The scripture's first page had given him the Space Core.

He spent the night sitting with what the Core had changed — not reviewing it intellectually, but inhabiting it, the way you inhabited a new room before rearranging the furniture. The spatial laws moved differently now, channelled through something denser and more structured than the mana pathways he'd been working with since childhood. Techniques that had required attention now ran at the edge of conscious effort. The space around him had acquired a new attentiveness, as though it recognised what sat at his centre and was waiting to see what he would ask of it.

He meditated until the law comprehension notifications stopped arriving in rapid sequence and settled into the slower accumulation of genuine depth. Then he read the scripture's first page again, more carefully, extracting what he had missed in the initial translation.

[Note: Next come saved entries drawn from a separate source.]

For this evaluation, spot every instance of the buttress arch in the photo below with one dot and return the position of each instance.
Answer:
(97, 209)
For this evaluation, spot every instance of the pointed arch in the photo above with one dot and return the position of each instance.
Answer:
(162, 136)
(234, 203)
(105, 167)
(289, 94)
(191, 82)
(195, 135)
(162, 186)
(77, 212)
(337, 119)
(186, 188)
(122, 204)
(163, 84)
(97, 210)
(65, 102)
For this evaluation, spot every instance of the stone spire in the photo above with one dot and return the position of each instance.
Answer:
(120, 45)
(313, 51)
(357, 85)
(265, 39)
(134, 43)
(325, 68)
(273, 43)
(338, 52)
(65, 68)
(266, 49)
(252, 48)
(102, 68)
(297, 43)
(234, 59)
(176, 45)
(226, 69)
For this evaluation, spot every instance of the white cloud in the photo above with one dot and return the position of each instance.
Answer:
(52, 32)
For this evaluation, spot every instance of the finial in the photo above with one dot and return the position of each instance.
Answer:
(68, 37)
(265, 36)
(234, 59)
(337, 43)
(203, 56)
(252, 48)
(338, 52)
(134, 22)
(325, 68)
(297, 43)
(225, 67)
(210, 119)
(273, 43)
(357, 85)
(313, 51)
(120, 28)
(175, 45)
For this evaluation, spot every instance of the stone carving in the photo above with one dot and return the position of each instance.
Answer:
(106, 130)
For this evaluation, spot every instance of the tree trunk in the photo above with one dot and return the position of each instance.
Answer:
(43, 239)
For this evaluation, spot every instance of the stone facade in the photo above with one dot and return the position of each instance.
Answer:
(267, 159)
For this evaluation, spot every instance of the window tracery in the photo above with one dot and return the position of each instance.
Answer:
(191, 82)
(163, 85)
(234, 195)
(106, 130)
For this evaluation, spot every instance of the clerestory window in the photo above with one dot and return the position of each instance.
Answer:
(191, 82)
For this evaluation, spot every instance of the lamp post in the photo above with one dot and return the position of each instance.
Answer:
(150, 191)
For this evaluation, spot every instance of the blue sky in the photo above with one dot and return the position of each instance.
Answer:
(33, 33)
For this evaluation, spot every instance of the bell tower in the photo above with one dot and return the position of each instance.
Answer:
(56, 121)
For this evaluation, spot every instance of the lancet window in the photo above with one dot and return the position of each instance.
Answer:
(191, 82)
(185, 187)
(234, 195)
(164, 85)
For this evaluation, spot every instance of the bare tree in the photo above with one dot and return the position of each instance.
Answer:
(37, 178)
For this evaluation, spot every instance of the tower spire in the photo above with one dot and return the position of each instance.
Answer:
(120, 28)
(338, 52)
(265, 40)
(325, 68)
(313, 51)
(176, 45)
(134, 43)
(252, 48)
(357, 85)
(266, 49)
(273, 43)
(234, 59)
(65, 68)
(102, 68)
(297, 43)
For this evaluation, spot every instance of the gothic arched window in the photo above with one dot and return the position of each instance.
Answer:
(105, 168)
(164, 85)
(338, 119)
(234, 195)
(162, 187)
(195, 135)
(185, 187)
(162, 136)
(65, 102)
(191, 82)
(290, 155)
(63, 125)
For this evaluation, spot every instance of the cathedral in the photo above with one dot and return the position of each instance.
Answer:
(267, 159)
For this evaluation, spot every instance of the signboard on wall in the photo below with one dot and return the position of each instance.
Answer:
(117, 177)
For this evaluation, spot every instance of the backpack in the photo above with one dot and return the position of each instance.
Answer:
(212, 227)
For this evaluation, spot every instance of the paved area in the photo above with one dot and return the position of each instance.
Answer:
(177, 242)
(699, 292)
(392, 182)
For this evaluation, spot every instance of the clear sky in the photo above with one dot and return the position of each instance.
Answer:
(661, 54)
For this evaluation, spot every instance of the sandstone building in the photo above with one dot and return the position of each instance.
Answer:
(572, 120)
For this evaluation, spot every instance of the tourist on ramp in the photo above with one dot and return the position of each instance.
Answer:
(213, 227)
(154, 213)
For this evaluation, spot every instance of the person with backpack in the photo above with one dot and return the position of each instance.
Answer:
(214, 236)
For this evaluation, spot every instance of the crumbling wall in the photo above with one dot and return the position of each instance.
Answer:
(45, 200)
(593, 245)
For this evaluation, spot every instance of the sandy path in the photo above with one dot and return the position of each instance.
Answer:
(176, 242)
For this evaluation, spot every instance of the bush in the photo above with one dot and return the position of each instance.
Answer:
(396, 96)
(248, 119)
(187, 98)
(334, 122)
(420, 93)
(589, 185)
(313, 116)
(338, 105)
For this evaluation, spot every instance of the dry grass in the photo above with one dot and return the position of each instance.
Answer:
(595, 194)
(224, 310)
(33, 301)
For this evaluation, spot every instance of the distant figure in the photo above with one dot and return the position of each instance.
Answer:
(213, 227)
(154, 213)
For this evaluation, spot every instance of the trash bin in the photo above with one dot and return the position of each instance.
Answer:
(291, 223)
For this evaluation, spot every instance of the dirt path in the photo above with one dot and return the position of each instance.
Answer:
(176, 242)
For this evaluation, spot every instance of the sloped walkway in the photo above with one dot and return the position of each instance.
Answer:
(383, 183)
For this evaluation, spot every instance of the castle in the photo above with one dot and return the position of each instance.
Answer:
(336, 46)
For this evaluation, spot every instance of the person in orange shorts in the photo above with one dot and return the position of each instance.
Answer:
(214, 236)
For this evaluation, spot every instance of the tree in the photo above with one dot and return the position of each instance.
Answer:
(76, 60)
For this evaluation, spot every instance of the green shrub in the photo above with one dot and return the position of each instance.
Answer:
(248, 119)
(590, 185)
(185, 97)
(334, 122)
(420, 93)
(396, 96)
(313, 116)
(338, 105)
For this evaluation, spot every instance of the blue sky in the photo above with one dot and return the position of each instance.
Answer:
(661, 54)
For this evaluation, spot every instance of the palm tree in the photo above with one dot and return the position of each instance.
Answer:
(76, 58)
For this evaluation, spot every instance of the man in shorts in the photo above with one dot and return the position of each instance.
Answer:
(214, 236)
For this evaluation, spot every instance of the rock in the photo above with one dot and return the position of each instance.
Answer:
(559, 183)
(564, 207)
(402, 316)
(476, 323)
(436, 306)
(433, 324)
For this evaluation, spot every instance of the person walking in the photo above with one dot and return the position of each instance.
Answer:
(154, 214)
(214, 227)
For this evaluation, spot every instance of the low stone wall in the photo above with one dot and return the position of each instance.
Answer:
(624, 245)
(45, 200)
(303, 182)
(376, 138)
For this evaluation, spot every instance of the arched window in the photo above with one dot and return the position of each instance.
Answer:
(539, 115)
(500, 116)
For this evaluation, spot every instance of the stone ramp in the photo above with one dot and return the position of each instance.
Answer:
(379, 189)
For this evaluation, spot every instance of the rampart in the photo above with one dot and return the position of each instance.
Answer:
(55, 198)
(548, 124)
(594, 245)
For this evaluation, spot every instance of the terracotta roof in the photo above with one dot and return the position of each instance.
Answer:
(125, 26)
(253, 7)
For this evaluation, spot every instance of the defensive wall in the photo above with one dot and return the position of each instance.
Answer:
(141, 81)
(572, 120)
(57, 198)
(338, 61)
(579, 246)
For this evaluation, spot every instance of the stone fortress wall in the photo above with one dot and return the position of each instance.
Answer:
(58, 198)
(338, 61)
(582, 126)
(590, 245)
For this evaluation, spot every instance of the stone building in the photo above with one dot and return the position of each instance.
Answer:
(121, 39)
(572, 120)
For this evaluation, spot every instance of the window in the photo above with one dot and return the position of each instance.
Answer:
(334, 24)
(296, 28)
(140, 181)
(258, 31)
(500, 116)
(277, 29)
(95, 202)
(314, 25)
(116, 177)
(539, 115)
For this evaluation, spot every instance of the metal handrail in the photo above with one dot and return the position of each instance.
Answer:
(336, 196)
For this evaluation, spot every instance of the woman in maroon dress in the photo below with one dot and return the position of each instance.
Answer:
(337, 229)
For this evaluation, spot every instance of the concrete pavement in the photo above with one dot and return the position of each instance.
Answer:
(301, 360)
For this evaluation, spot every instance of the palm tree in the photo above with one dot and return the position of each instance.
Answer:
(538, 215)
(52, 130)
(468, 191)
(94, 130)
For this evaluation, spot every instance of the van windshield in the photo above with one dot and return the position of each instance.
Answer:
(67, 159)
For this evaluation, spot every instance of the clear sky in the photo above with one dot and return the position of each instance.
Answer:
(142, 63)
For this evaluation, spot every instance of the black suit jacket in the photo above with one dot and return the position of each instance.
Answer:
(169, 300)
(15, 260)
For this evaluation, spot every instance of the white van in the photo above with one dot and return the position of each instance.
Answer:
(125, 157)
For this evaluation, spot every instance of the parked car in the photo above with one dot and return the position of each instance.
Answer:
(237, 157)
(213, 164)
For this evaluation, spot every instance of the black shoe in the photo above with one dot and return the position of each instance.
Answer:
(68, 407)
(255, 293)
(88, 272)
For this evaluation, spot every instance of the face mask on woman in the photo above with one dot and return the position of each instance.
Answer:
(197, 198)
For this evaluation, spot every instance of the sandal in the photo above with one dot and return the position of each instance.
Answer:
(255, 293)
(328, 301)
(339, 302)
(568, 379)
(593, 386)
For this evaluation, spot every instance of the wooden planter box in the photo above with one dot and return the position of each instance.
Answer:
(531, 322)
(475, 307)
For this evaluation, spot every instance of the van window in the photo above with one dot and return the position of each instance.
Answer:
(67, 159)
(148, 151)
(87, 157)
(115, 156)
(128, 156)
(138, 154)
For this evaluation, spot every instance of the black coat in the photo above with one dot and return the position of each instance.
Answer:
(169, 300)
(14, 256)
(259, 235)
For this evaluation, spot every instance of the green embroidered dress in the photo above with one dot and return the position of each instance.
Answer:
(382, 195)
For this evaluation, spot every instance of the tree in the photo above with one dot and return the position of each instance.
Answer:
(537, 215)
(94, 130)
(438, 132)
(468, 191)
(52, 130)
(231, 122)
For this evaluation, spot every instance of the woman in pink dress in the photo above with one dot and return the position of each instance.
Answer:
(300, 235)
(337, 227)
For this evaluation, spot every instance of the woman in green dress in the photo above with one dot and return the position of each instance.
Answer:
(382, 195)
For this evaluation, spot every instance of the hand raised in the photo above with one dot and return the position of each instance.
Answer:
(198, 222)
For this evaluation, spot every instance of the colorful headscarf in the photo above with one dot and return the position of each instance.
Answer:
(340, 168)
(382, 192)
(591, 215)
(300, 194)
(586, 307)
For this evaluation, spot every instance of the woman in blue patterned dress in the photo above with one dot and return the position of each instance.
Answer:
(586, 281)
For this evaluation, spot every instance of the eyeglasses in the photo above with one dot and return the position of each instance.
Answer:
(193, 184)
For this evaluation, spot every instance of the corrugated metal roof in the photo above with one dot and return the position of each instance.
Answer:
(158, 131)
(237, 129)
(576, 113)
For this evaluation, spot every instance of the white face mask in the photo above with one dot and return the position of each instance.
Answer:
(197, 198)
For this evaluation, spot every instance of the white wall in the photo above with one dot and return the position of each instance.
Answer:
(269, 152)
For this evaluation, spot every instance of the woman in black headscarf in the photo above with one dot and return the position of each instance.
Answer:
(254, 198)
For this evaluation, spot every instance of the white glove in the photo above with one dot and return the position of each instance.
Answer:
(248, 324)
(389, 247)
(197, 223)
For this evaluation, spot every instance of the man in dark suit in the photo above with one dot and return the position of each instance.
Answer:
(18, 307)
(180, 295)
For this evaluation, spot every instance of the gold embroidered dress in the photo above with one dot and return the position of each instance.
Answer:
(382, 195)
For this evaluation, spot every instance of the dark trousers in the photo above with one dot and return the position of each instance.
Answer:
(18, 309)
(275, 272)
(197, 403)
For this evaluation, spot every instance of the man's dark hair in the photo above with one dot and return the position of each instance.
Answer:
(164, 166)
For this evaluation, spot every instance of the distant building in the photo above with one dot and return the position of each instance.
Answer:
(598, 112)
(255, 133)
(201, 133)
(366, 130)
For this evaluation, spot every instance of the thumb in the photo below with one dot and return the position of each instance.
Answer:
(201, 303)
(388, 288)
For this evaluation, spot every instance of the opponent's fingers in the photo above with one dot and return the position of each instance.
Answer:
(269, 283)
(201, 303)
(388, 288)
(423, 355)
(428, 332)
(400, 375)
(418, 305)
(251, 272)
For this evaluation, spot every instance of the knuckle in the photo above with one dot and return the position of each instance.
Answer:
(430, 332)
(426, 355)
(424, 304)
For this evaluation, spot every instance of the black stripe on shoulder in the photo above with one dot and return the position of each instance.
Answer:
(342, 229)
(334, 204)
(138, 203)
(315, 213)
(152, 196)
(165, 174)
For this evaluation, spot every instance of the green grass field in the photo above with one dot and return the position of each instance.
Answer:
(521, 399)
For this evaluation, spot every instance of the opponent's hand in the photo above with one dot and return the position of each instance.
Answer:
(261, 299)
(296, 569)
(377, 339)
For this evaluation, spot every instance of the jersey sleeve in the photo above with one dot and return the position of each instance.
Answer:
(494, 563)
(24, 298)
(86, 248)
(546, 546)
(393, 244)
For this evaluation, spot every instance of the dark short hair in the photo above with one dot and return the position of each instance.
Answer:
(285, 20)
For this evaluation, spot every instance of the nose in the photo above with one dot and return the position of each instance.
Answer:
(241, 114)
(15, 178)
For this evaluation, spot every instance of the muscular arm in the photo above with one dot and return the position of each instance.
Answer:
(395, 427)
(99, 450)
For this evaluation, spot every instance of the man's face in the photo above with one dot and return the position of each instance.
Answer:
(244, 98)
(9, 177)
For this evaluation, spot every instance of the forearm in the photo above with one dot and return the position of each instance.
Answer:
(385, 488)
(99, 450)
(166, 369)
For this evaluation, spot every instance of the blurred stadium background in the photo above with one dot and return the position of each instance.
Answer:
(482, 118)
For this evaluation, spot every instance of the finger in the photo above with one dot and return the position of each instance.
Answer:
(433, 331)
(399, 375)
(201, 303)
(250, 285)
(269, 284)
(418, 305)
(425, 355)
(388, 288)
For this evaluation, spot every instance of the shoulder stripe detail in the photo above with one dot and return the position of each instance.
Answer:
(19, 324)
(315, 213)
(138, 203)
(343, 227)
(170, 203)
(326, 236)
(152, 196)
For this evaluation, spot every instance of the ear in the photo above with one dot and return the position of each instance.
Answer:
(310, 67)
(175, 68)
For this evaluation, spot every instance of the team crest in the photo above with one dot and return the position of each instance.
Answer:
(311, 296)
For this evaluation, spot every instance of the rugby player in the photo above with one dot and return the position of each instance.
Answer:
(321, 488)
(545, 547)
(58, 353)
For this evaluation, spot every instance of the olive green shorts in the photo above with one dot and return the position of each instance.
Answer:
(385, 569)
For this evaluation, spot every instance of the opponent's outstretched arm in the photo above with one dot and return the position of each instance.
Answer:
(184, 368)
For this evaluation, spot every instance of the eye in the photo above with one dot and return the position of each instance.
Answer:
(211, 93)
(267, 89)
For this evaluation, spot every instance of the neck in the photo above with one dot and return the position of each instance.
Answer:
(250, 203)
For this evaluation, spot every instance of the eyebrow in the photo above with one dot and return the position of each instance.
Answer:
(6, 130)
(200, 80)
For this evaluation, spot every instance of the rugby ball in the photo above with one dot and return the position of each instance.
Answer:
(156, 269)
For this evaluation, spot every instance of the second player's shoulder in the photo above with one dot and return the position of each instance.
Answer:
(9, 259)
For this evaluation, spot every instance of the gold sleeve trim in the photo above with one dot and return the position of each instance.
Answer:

The techniques arrived not as taught skills but as comprehensions — spatial principles that, once understood at the level the Core allowed, expressed themselves as capabilities. Space Barrier: not a bubble of vacuum but a region where spatial laws actively rejected incursion, the difference between a container and a wall. Space Domain: the extension of his spatial awareness into a field of active influence, every object within it subject to his perception and, at the edge of the technique's cost, to his will. And the refinement of Void Severance — the same principle, but cleaner, the spatial deletion more precise, less expensive, the left arm's invoice reduced.

He opened his eyes as the light in the room shifted from the deep blue of the academy's night cycle to the warmer spectrum of morning.

[Message received — Elena Quartz: Come to my office when you're ready.]

He washed, dressed, and went.

The fifth floor office was warm and smelled of high-grade green tea — a different variety from the last visit, this one carrying the specific grassy clarity of Japanese sencha, brewed at the precise temperature that distinguished the first steep from a careless one.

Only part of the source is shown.